The category included only "persons who are American Indian, Asian
American, Alaskan Natives, or of Spanish heritage." French
Canadians living in Maine, the inhabitants of Little Italy in New York
City, and the Pennsylvania Dutch received no special assistance. By the
early 1990s, the foreign-language ballot provisions of federal
voting-rights law applied to 68 jurisdictions in the United States.
The bilingual-ballot mandate bloated even further in 1992, when
Congress said that counties with more than 10,000 residents who speak
the same language and who are not proficient in English must provide
bilingual voting ballots, even if their potential users make up less
than 5 percent of the overall population. This applied to heavily
populated areas with large numbers of non-English-speaking residents,
such as Chicago, New York City, and San Francisco. To comply, New York
City had to purchase new voting machinery because its old equipment did
not have enough space for all the Chinese characters that the law said
it must provide. Los Angeles County now offers ballots in Chinese,
Japanese, Korean, Spanish, Tagalog, and Vietnamese. In the three
elections between November 1993 and November 1994, the county spent more
than $1.2 million to print voting materials in these foreign tongues.

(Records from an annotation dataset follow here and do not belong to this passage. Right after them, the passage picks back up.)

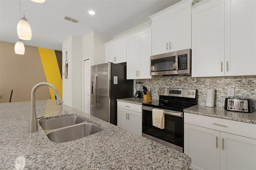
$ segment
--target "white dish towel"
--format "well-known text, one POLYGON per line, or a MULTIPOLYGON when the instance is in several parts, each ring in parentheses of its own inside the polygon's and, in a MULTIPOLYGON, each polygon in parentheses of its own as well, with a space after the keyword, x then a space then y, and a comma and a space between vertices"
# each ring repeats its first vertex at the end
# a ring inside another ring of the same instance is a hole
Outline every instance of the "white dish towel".
POLYGON ((164 111, 155 109, 152 109, 152 121, 153 126, 162 129, 164 128, 164 111))

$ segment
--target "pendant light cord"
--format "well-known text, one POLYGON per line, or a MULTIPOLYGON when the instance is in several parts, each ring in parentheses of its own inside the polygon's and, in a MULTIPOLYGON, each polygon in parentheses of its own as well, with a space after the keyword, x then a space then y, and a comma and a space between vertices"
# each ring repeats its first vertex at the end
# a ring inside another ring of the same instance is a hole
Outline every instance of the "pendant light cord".
POLYGON ((23 13, 23 15, 25 16, 25 0, 23 0, 23 2, 24 2, 24 12, 23 13))
POLYGON ((19 19, 20 19, 20 18, 19 19))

The Mexican American Legal Defense and Education Fund has called this
"a particularly small price to pay." This "small
price" could have paid for a year's tuition at UCLA for 308
Los Angeles residents.
Ballot initiatives are often worded very precisely. Will translations
always convey the exact English-language meaning of every initiative? In
a deliberative democracy, they must. On a 1993 New York ballot question,
translators printed the Chinese character for "no" where it
should have said "yes." More important, immigrant voters
should not even need bilingual ballots. We have required naturalization applicants since 1907 to demonstrate English-language proficiency. In
order to become citizens -- and thus gain the right to vote -- the
foreign-born have to demonstrate the ability to speak, read, and write
simple English. A handful of them are granted exemptions. Naturalization
applicants who are over the age of 50 and have lived in the United
States for 20 years do not have to meet the English requirement. But
they only make up about 7 percent of all citizenship applicants. The
other 93 percent have to pass the test. So why do we assume they lose
their English skills on Election Day? Meanwhile, foreign-language voting
sends one more message to immigrants that assimilation is not an
important part of civil society.
A popular antidote to bilingual ballots is declaring English the
official language of the United States. But that is like declaring the
bald eagle its official bird -- it's essentially symbolic. Many
self-proclaimed official-English advocates in Congress have no intention
of repealing foreign-language ballot laws or federal funding of
bilingual education. When Senator Ted Stevens of Alaska opened hearings
on an official-English bill last December, he proudly announced that
"the bill does not affect existing laws which provide bilingual and
native language instruction. Those statutes are integral parts of our
national language policy." Message to civil rights activists:
We're not going to change a thing.
In a speech to the 1995 American Legion convention in Indianapolis,
Republican presidential candidate Bob Dole announced that "English
must be recognized as America's official language." But he
said nothing about bilingual ballots. As a senator in 1992, Dole voted
to expand their use.
In August, the House of Representatives passed a bill that would
repeal the federal government's unfunded bilingual ballot mandate
by amending the Voting Rights Act. It would not deny local communities
the right to print non-English voting materials, should they choose to
pay for it themselves. Nor would it stop voters from taking punch cards
into the election booth. No companion bill, however, has been introduced
in the Senate.
There is a long tradition in the United States of ethnic newspapers
-- often printed in languages other than English -- providing political
guidance to their readers in the form of sample ballots and visual aids
that explain how to vote. In the absence of bilingual ballots, this
practice could continue and expand. Perhaps we should also allow voters
to bring a friend or relative into the booth, just as blind voters can
do. The polling place would remain open to people who have trouble with
English, but it also would remind them that English -- or even broken
English -- is the common language of American democracy.